Compute $y = \dfrac{1}{1 + x^2}$ : $y_0 = 1$ , $y_1 = \dfrac{1}{1.0625} = 0.94118$ , $y_2 = \dfrac{1}{1.25} = 0.8$ , $y_3 = \dfrac{1}{1.5625} = 0.64$ , $y_4 = \dfrac{1}{2} = 0.5$ .

Trapezium rule: $\displaystyle\int \approx \frac{h}{2}\left[y_0 + y_4 + 2(y_1 + y_2 + y_3)\right]$ :

= \frac{0.25}{2}\left[1 + 0.5 + 2(0.94118 + 0.8 + 0.64)\right] = 0.125\left[1.5 + 2(2.38118)\right] = 0.125(6.26236) = 0.7828.

(The exact value is $\arctan 1 = \tfrac{\pi}{4} \approx 0.7854$ .)

Markers reward the strip width, the five ordinates, the trapezium formula with the doubled interior terms, and the estimate $0.7828$ .

Original6 marksUse Simpson's rule with four strips to estimate

\displaystyle\int_0^{1} \frac{1}{1 + x^2}\,dx

to four decimal places, and compare its accuracy with the trapezium rule.

Show worked answer →

With the same ordinates ( $h = 0.25$ ): $y_0 = 1$ , $y_1 = 0.94118$ , $y_2 = 0.8$ , $y_3 = 0.64$ , $y_4 = 0.5$ .

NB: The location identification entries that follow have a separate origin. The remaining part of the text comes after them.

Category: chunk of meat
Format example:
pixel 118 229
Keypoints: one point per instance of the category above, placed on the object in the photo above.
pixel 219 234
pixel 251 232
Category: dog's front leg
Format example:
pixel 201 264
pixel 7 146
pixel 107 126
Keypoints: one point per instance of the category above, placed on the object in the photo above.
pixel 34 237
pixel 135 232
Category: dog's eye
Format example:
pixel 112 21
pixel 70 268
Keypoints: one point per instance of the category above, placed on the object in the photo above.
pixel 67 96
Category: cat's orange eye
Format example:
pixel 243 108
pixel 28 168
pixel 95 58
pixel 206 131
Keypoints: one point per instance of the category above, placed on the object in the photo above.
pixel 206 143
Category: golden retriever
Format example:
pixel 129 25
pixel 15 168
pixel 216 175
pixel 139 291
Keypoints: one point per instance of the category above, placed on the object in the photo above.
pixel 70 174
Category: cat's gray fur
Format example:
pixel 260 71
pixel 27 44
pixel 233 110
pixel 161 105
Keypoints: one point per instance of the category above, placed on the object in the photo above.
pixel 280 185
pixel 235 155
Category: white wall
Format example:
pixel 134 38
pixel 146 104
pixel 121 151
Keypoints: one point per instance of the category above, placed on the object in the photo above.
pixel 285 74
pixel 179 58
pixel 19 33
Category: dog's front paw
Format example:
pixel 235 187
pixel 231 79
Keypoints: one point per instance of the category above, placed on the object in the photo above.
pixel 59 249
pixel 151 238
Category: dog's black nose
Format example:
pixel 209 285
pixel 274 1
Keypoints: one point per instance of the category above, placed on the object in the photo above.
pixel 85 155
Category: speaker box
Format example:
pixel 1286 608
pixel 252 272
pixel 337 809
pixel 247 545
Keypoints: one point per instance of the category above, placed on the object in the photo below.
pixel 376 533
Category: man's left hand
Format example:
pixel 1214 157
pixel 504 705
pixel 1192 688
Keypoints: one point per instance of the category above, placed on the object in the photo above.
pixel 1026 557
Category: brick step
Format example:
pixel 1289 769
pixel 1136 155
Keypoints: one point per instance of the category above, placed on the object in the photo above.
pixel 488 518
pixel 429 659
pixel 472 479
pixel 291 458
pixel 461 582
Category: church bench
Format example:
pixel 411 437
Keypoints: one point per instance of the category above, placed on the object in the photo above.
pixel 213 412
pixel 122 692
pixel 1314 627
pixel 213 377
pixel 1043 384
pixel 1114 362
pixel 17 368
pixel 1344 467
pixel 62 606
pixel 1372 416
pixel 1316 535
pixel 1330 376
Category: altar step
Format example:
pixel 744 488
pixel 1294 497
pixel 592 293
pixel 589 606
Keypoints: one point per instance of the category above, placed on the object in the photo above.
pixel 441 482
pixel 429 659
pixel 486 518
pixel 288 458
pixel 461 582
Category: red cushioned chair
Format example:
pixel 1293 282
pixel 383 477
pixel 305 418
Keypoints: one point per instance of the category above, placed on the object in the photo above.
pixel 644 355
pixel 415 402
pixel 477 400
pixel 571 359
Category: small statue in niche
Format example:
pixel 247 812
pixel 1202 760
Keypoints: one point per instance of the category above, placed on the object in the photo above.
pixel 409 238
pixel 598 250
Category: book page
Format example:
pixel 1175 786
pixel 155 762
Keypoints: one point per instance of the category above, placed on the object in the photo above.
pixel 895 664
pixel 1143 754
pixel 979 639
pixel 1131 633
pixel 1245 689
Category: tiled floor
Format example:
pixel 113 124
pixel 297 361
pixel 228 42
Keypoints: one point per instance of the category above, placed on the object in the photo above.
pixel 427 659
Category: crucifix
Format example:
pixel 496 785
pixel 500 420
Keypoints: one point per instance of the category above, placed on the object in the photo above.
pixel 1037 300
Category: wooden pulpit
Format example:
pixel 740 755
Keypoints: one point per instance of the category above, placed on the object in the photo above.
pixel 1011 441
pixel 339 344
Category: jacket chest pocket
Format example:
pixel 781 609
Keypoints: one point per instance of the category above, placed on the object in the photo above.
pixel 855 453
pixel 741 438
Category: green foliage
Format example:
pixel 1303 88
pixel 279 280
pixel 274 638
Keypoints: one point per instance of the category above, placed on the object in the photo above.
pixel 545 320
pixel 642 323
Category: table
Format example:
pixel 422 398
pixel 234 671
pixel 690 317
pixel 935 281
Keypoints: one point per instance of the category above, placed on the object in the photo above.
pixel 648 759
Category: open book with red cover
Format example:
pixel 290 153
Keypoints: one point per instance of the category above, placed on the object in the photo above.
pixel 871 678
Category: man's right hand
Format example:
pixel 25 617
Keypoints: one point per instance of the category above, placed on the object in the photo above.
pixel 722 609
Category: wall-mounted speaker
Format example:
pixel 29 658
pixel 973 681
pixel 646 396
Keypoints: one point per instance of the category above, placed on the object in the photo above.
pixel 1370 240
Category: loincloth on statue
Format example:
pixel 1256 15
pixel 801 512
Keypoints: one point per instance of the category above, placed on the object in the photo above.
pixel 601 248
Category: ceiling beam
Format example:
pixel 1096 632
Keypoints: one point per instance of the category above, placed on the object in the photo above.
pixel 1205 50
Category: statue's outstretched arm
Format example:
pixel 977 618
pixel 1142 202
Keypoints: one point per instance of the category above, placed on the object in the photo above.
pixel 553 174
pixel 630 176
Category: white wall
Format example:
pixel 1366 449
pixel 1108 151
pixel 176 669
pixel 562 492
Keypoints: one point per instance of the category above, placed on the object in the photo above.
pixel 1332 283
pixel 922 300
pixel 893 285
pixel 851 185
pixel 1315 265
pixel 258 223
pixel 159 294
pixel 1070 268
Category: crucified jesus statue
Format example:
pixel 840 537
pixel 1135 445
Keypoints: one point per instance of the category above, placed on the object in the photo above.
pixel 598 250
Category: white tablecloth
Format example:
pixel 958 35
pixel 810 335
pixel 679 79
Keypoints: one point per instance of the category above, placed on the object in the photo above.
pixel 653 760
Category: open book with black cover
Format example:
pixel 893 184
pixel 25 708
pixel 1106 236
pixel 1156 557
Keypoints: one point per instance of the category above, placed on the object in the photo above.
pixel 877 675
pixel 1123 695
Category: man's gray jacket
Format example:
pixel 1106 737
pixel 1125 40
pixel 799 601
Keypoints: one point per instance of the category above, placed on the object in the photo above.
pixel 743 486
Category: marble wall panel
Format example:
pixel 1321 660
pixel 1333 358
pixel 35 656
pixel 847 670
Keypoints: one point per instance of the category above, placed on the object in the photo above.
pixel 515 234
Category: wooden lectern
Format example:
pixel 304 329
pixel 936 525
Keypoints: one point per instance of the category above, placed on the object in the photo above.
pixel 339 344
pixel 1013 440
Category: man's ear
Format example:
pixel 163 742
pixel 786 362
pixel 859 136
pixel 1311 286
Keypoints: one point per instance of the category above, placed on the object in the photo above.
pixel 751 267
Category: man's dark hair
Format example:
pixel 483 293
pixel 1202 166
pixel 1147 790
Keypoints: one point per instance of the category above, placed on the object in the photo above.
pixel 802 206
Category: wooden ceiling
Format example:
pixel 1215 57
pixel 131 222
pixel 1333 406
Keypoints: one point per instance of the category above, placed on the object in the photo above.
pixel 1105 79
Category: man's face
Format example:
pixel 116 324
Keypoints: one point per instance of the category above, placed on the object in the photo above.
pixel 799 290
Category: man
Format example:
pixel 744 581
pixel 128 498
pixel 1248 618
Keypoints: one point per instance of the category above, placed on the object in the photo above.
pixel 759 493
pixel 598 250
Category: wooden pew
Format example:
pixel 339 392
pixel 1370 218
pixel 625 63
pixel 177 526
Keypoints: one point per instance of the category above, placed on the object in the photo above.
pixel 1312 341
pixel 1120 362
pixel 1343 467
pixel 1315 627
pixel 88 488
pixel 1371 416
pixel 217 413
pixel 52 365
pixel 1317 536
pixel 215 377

Simpson's rule (four strips, an even number): $\displaystyle\int \approx \frac{h}{3}\left[y_0 + y_4 + 4(y_1 + y_3) + 2 y_2\right]$ :

= \frac{0.25}{3}\left[1 + 0.5 + 4(0.94118 + 0.64) + 2(0.8)\right] = \frac{0.25}{3}\left[1.5 + 4(1.58118) + 1.6\right].

= \frac{0.25}{3}\left[1.5 + 6.32472 + 1.6\right] = \frac{0.25}{3}(9.42472) = 0.78539.

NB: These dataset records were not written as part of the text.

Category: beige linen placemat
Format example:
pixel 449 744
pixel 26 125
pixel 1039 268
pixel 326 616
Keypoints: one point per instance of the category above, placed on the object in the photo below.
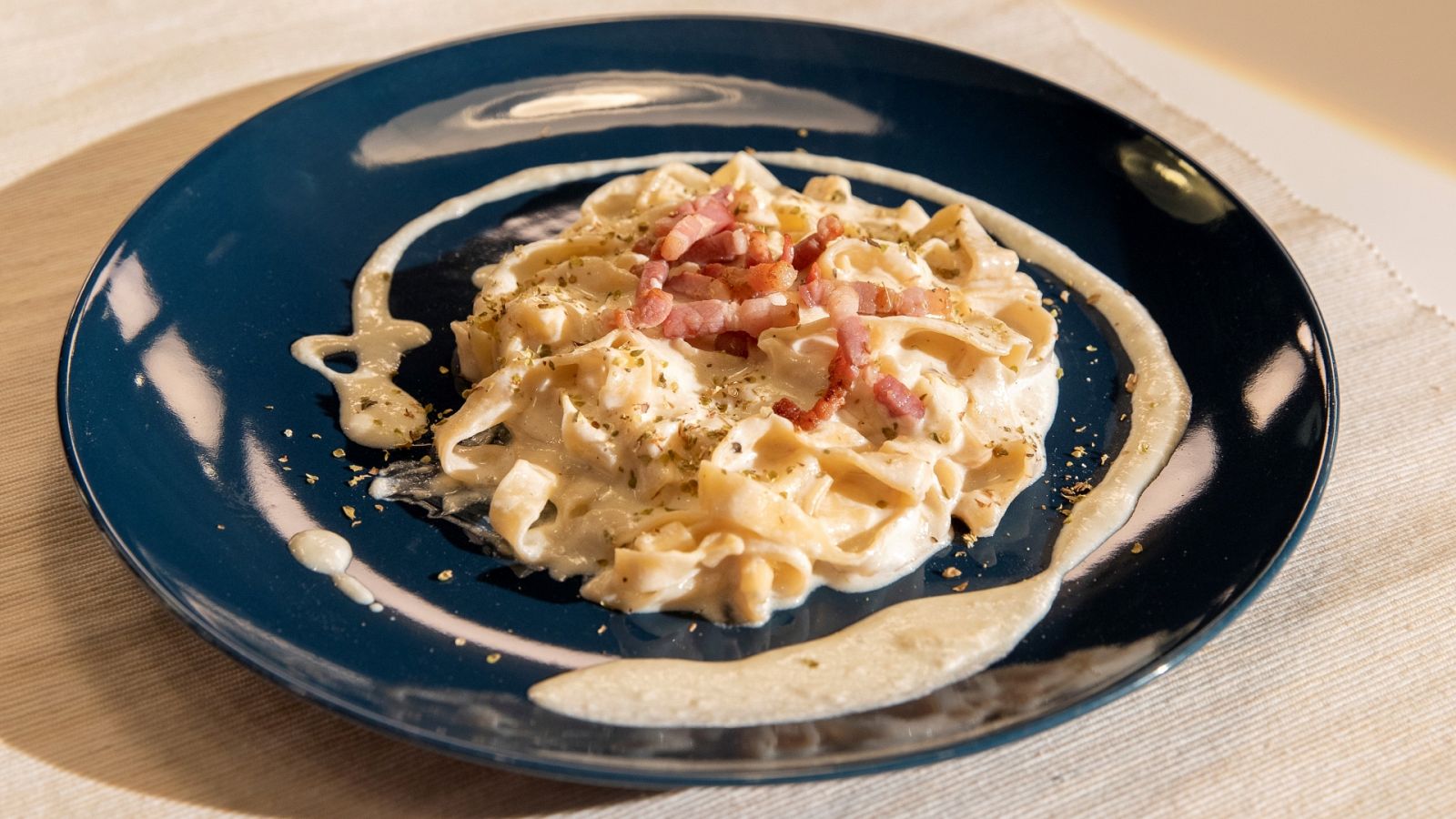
pixel 1331 694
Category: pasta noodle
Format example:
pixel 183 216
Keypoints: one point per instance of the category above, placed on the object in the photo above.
pixel 673 471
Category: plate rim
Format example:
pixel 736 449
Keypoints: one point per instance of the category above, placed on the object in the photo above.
pixel 720 773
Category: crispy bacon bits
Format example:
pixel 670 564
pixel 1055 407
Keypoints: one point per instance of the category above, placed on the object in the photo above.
pixel 732 274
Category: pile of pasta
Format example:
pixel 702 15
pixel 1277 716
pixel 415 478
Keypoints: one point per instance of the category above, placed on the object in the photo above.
pixel 667 404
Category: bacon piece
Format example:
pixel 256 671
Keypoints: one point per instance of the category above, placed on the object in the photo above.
pixel 810 248
pixel 852 354
pixel 652 303
pixel 695 286
pixel 842 373
pixel 734 343
pixel 693 220
pixel 757 280
pixel 717 248
pixel 684 234
pixel 713 317
pixel 897 398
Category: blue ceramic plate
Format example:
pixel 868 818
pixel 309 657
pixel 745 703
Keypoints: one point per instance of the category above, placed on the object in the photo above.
pixel 177 388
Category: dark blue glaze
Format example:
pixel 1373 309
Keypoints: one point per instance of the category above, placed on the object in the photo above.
pixel 177 383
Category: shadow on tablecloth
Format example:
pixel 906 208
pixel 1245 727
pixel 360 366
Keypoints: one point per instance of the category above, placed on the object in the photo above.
pixel 98 680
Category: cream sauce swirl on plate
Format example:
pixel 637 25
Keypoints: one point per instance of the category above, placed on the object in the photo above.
pixel 986 349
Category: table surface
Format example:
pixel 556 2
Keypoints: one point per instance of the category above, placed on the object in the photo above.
pixel 1331 693
pixel 1332 159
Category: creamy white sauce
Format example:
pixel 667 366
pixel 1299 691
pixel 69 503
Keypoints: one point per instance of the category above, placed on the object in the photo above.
pixel 322 551
pixel 892 656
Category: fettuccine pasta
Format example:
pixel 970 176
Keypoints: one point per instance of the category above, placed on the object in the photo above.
pixel 717 394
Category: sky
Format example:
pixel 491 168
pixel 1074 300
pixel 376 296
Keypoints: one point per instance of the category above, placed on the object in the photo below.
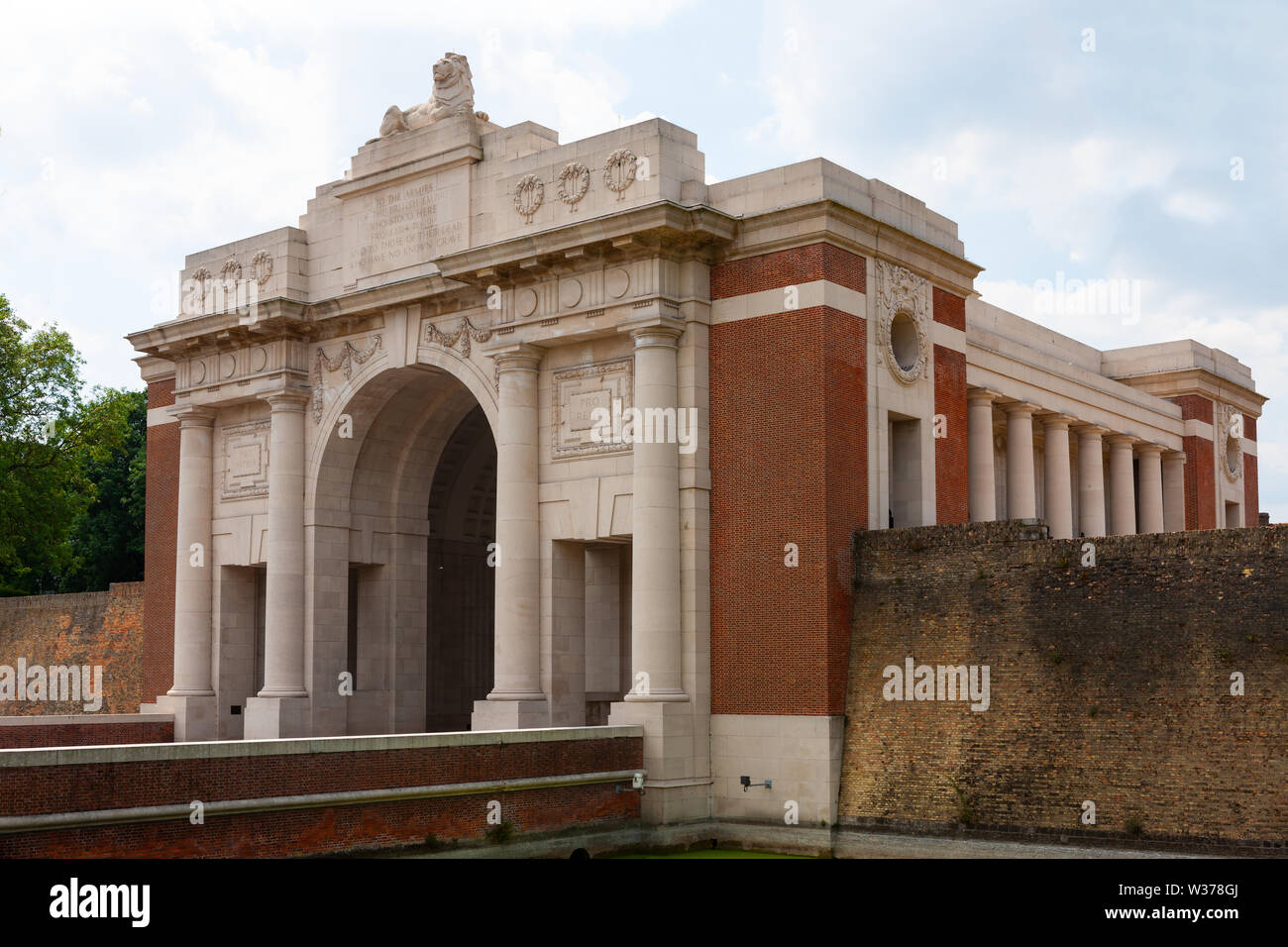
pixel 1144 144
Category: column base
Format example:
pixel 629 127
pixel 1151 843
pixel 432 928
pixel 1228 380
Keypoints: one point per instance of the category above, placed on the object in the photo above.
pixel 277 718
pixel 677 784
pixel 196 718
pixel 510 715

To four decimal places this is $0.7854$ , matching $\tfrac{\pi}{4} = 0.7854$ . Simpson's rule is far more accurate than the trapezium estimate $0.7828$ , because it fits parabolas rather than straight lines.

Markers reward the Simpson pattern of weights $1, 4, 2, 4, 1$ , the estimate $0.7854$ , and the comparison showing Simpson is more accurate.